ALGICIDAL BACTERIA ACTIVE AGAINST GYMNODINIUM BREVE (DINOPHYCEAE). I. BACTERIAL ISOLATION AND CHARACTERIZATION OF KILLING ACTIVITY1,3

Abstract

Interactions between bacteria and species of harmful and/or toxic algae are potentially important factors affecting both the population dynamics and the toxicity of these algae. Recent reports of bacteria lethal to certain harmful algal bloom (HAB) species, coupled with a rapidly evolving interest in attempting to minimize the adverse effects of HABs through various prevention, control, and mitigation strategies, have focused attention on defining the role of algicidal bacteria in bloom termination. The aim of the present study was to determine whether algicidal bacteria active against Gymnodinium breve Davis, a dinoflagellate responsible for frequent and protracted red tides in the Gulf of Mexico, are present in the waters of the west Florida shelf. To date, we have isolated two bacterial strains from this region lethal to G. breve and have begun to characterize the algicidal activity of one of these strains, 41‐DBG2. This bacterium, a yellow‐pigmented, gram‐negative rod, was isolated from waters containing no detectable G. breve cells, suggesting that such bacteria are part of the ambient microbial community and are not restricted to areas of high G. breve abundance. Strain 41‐DBG2 produced a dissolved algicidal compound(s) that was released into the growth medium, and the algicide was effective against the four Gulf of Mexico G. breve isolates tested as well as a closely related HAB species that also occurs in this region, Gymnodinium mikimotoi Miyake et Kominami ex Oda. Nonetheless, data showing that a nontoxic isolate of Gymnodinium sanguineum Hirasaka from Florida Bay was not affected indicate that the algicidal activity of this bacterium does exhibit a degree of taxonomic specificity.
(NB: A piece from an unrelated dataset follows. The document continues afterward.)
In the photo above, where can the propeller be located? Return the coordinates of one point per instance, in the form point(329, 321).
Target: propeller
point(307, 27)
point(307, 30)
Our efforts are currently being directed at resolving several critical issues, including the identity of the algicide(s), the mechanisms regulating its production and ability to discriminate between target algal species, and how the growth rate of 41‐DBG2 is affected by the presence of G. breve cells. We have also proposed a conceptual model for interactions between algicidal bacteria and their target species to serve as a testable framework for ensuing field studies.